Учительница запальчиво оборвала ученика:

— А ты меньше озоруй — и будешь понимать. Остальные все понимают. Слишком востер на язык. Из молодых, да ранний.

— Спросите у кого угодно, — ответил представитель седьмой группы. — Никто по математике ни бе, ни ме, ни кукареку.

— А кого спрашивать? Ребятишек? Садись. Мал судить об этом. Вырастешь, тогда суди старших. «Иностранные буквы». В математике все знаки интернациональны.

Женька сел, и тогда поднялась представительница старшей группы и предучкома Тоня Светлова, сестра Женьки.

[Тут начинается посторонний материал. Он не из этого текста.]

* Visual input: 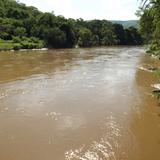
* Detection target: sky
[19,0,139,20]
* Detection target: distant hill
[111,20,139,28]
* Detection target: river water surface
[0,47,160,160]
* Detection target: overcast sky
[19,0,138,20]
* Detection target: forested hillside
[0,0,143,50]
[139,0,160,56]
[111,20,139,29]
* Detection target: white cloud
[20,0,138,20]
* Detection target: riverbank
[0,37,45,51]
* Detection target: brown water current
[0,47,160,160]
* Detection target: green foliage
[0,0,144,50]
[140,0,160,55]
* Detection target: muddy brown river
[0,47,160,160]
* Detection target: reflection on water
[0,47,160,160]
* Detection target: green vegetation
[138,0,160,57]
[111,20,139,29]
[0,0,143,50]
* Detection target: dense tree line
[0,0,143,49]
[139,0,160,55]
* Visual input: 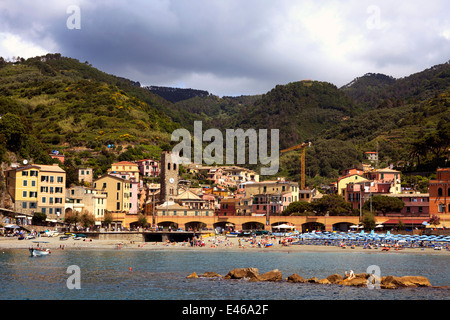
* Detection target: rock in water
[287,273,308,283]
[223,268,259,279]
[327,274,344,283]
[257,269,283,281]
[186,271,198,279]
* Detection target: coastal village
[0,148,450,233]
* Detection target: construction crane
[281,142,311,190]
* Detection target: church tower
[159,151,179,203]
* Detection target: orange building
[428,168,450,215]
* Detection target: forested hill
[144,86,209,103]
[0,54,450,187]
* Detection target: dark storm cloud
[0,0,450,95]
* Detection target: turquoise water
[0,250,450,300]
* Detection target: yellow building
[336,174,369,199]
[94,175,131,212]
[5,165,39,214]
[239,179,300,202]
[108,161,139,181]
[6,164,66,222]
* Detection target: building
[364,151,378,161]
[78,168,94,186]
[110,172,141,214]
[215,198,239,216]
[6,164,66,223]
[108,161,139,181]
[5,165,40,214]
[222,166,259,186]
[136,159,160,177]
[38,164,66,222]
[364,168,402,194]
[94,175,132,213]
[334,173,369,199]
[156,200,214,217]
[238,179,300,202]
[386,193,430,220]
[159,151,179,203]
[65,186,107,226]
[428,168,450,216]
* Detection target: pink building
[251,192,293,215]
[136,159,160,177]
[109,172,140,214]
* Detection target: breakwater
[186,268,431,289]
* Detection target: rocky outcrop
[223,268,259,279]
[381,276,431,289]
[256,269,283,281]
[327,274,344,283]
[199,271,222,278]
[307,277,319,283]
[287,273,308,283]
[186,268,431,289]
[186,271,198,279]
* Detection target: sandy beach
[0,232,450,256]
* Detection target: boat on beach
[28,241,52,257]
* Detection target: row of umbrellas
[296,230,450,246]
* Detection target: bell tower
[159,151,179,203]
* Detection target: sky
[0,0,450,96]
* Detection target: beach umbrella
[5,224,20,229]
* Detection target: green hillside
[0,54,450,185]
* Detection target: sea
[0,249,450,301]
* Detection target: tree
[0,113,27,151]
[363,196,405,214]
[103,211,114,226]
[281,201,312,216]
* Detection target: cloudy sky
[0,0,450,96]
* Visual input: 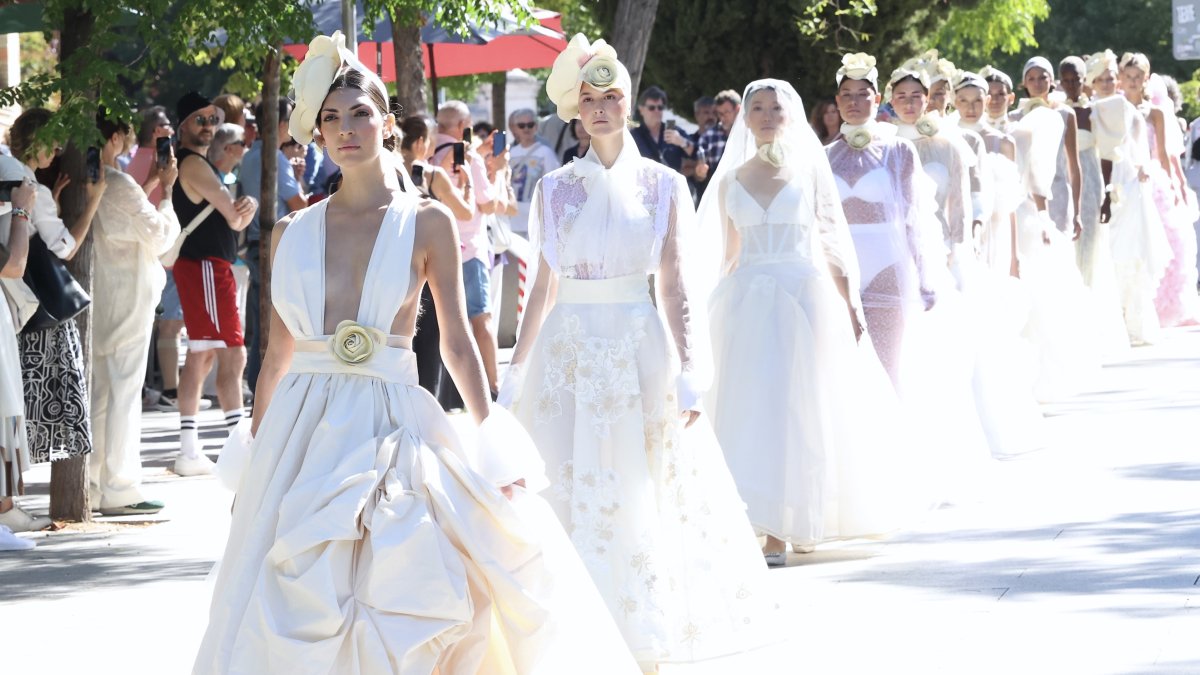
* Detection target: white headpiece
[288,30,388,144]
[979,66,1013,91]
[1021,56,1054,79]
[1084,49,1117,86]
[546,34,634,121]
[838,52,880,90]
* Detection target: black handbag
[20,234,91,333]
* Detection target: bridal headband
[838,52,880,90]
[546,34,632,121]
[288,30,388,144]
[979,66,1013,91]
[1084,49,1117,86]
[1121,52,1150,77]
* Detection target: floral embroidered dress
[194,195,637,675]
[512,135,776,668]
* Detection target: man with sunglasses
[172,91,258,476]
[630,86,694,173]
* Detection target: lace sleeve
[656,174,712,411]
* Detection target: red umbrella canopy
[283,10,566,82]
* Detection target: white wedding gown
[706,169,919,545]
[194,195,637,675]
[514,133,779,669]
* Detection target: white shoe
[174,453,216,476]
[0,525,37,551]
[0,504,50,530]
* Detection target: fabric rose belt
[554,274,650,305]
[288,321,418,386]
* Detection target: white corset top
[725,179,815,265]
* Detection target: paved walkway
[0,330,1200,675]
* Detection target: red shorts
[174,258,245,352]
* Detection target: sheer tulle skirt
[514,301,776,668]
[706,262,919,545]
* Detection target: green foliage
[929,0,1050,62]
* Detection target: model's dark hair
[8,108,53,162]
[400,115,433,150]
[317,66,398,150]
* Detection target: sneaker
[100,500,163,515]
[174,453,216,476]
[0,525,37,551]
[0,504,50,530]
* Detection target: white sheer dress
[194,195,638,675]
[514,133,775,669]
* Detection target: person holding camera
[172,91,258,476]
[432,101,499,399]
[88,109,179,515]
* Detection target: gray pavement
[0,329,1200,675]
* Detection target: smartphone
[0,180,20,202]
[154,136,170,168]
[85,148,100,183]
[454,143,467,171]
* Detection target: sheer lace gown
[514,136,775,668]
[706,171,914,545]
[826,124,929,388]
[194,195,637,675]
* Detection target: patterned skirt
[19,319,91,464]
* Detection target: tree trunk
[391,16,428,118]
[612,0,659,97]
[492,71,509,131]
[258,48,278,379]
[50,8,96,522]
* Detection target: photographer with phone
[432,101,499,405]
[88,109,181,515]
[8,108,108,492]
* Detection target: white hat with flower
[288,30,388,144]
[546,34,634,121]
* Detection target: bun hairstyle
[317,66,396,150]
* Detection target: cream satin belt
[288,335,419,387]
[554,274,650,305]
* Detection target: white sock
[179,414,200,459]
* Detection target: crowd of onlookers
[0,78,740,550]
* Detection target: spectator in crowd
[208,123,246,183]
[509,108,560,234]
[809,98,841,145]
[0,156,41,551]
[433,101,498,399]
[631,86,692,173]
[125,106,189,412]
[563,119,592,165]
[8,108,105,485]
[172,91,258,476]
[238,98,308,392]
[400,115,482,406]
[696,89,742,180]
[88,109,180,515]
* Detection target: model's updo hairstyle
[317,66,396,151]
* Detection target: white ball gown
[502,132,778,669]
[194,195,637,675]
[706,156,919,546]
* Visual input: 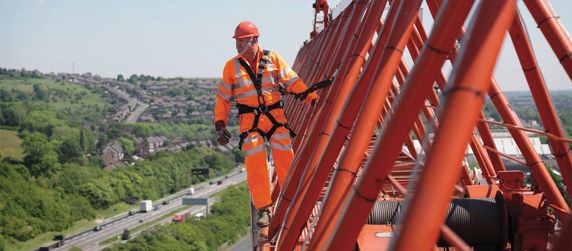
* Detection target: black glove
[216,127,232,146]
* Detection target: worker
[214,21,318,227]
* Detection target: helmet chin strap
[238,37,254,56]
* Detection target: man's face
[236,37,258,54]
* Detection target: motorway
[49,173,246,251]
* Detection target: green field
[0,78,109,113]
[0,129,24,160]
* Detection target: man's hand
[302,92,320,105]
[216,127,232,146]
[215,120,232,146]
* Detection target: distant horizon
[6,66,572,93]
[0,0,572,91]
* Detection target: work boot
[256,207,270,228]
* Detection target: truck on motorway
[139,200,153,213]
[172,211,191,223]
[38,235,65,251]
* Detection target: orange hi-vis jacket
[214,49,317,209]
[214,49,308,125]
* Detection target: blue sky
[0,0,572,90]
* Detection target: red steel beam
[393,0,516,250]
[311,1,432,250]
[509,8,572,196]
[272,1,376,243]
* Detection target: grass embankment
[0,129,24,160]
[6,203,137,251]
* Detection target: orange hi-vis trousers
[238,109,294,209]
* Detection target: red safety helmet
[232,20,260,39]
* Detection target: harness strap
[236,100,296,150]
[238,50,270,107]
[236,50,296,150]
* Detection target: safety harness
[236,50,296,150]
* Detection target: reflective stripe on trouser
[239,109,294,208]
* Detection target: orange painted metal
[388,0,516,250]
[260,0,572,250]
[273,1,385,244]
[552,217,572,251]
[509,9,572,196]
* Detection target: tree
[22,132,61,177]
[58,137,83,164]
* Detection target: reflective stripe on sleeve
[218,82,232,92]
[272,133,290,140]
[270,142,292,151]
[284,76,300,88]
[216,90,230,101]
[244,144,264,156]
[234,90,258,99]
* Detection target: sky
[0,0,572,90]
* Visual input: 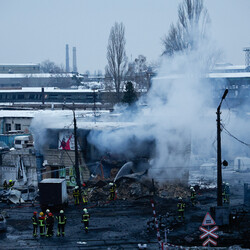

— Я предлагаю, — сказала она, — убрать ненавистный немецкий язык из нашей группы и физкультуру, сократить число уроков литературы и русского языка. Все равно они пропадают даром, как это ни жаль, мне в особенности, ибо я обожаю литературу. За их счет увеличить математику, а также и обществоведение, если будет преподавать его новый учитель. У нас многие готовятся в вузы. Немецкий язык все равно не выучишь, да его в вузе и не спрашивают, а без физкультуры и так обойтись можно: мы купаемся, играем в волейбол, ходим на лыжах, развиваемся физически и без физкультурника. А преподаватель физкультуры у нас — неавторитетная личность. Почти все наши идут в вузы технические. Рубашкин Костя готовится в дипломаты, он имеет для этого все данные, будет работать за границей по углублению мировой пролетарской революции. Богородский изучает политическую экономию и желает быть ученым, как Маркс и Энгельс. Многие девочки готовятся в киноактрисы, им необходимо повышать вкус, чаще посещать кино и подковываться эстетически. Группа просила как можно внимательнее отнестись к моему заявлению. Мы этот вопрос подработали в учкоме, в культкоме, в комсомоле и т. д.

Вдруг она остановилась и пугливо поглядела в сторону директора. На нее надвигалась, пробираясь меж стульев и подняв руку с указательным пальцем вверх, учительница-старушка. Она держала развернутой ученическую тетрадку. Листы трепетали в ее руке.